Many Parents Remain Skeptical About Daycare Amid Pandemic, Survey Says
One of the biggest, yet infrequently talked about consequences of the pandemic is fear—and this includes fear involved with returning to “normal” activities. While many parents have discussed the hardships parents have faced with 24/7 parenting due to lack of childcare, many are also worried about what childcare will look like—and cost—in the coming months, according to a national survey.
The COVID-19 Childcare Survey, conducted by Care.com, the leading platform for finding family care, was released today, June 17, 2020. The survey was conducted using 2000 adults, all parents with kids under 16 years old who report paying for childcare. Unsurprisingly, the survey found that the pandemic had a strong impact on childcare. Of the respondents, 41 percent described the crisis in their area of residency as serious or severe. Meanwhile, 33 percent described it as moderate, 18 percent as mild and 8 percent as minimal. For northeastern respondents, 55 percent said the crisis was severe. That percentage rose to 62 percent for those living in major cities.
When asked about daycare, 63 percent said they would be somewhat or very uncomfortable with their child returning.

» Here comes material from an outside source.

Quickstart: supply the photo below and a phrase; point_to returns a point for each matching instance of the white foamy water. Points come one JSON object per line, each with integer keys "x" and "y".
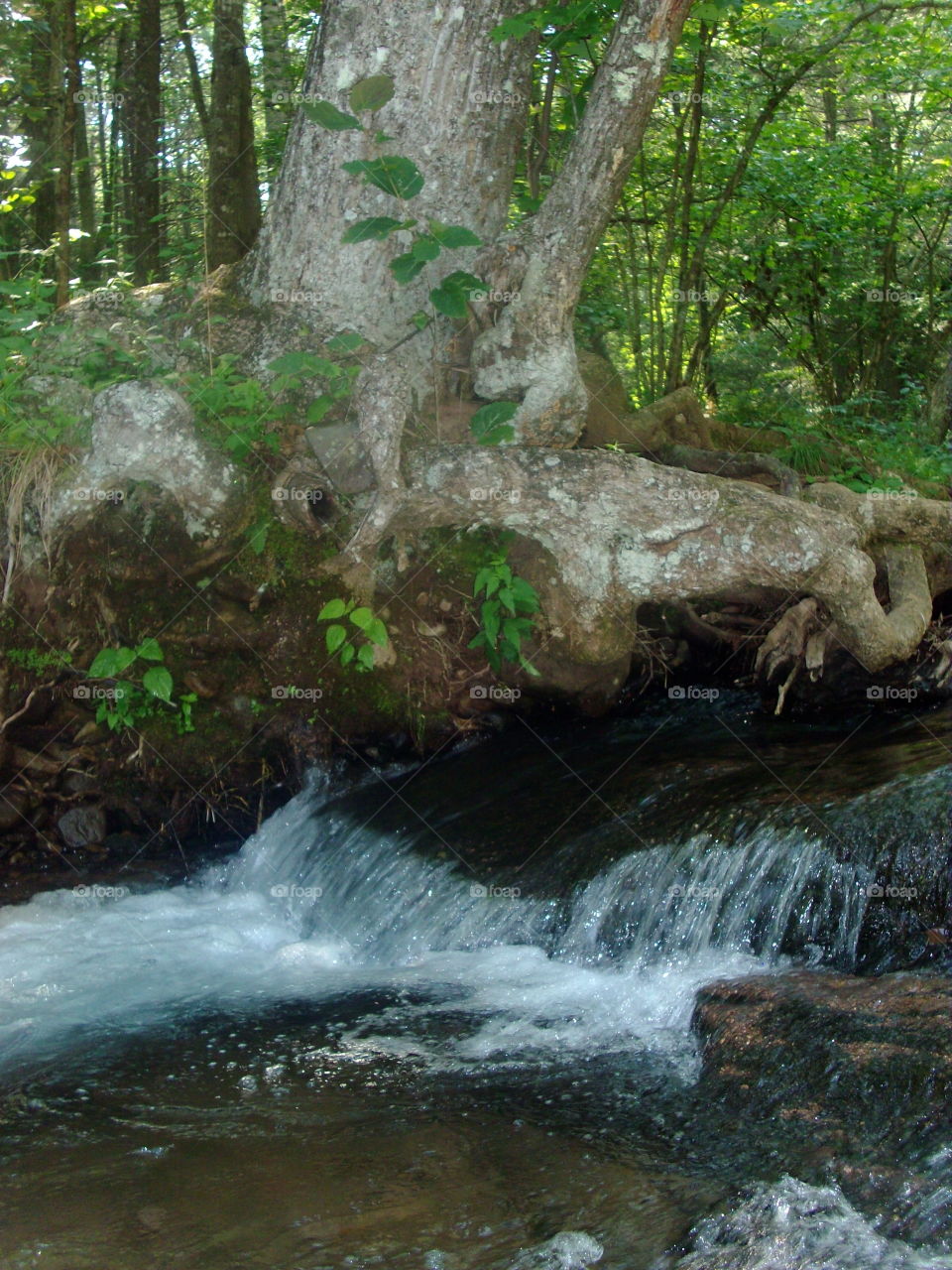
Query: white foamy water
{"x": 316, "y": 906}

This percentage increased to 72 for those who described the crisis in their area as serious or severe. Additionally, 42 percent of respondents who used daycare reported their main daycare provider plans to cut capacity going forward or had gone out of business entirely. Meanwhile, 11 percent remained unsure about the status of their daycare provider. For those who use in-home childcare (53 percent), many said their nanny had been let go (24 percent), furloughed (20 percent) or quit (9 percent).
In terms of finding solutions, 96 percent said it was important for government and business leaders to provide Americans with additional financial support for childcare as they transition out of quarantine. The survey found 47 percent of parents are more concerned about the cost of childcare now than they were before the pandemic. Of these parents, 60 percent say their heightened concerns are due to a loss of income. Plus, 52 percent of parents anticipate childcare costs being even higher moving forward and 20 percent plan to dip into their savings to make ends meet. Of the respondents, 56 percent reported at least one parent had lost their job or experienced a pay cut, and 59 percent said their employer had not offered any additional childcare support.
When it comes to returning to daycare, 56 percent said they are confident in their state health authority’s ability to provide supervision and ensure that safety guidelines are followed. This number rose to 66 percent for those living in major cities. For returning to work, however, 47 percent of parents rank effective childcare solutions in their top three criteria. The other two include a proven COVID-19 vaccine and measures to ensure safety (changing office layout, temperature screenings, mass transit solutions, routine workplace testing, etc.).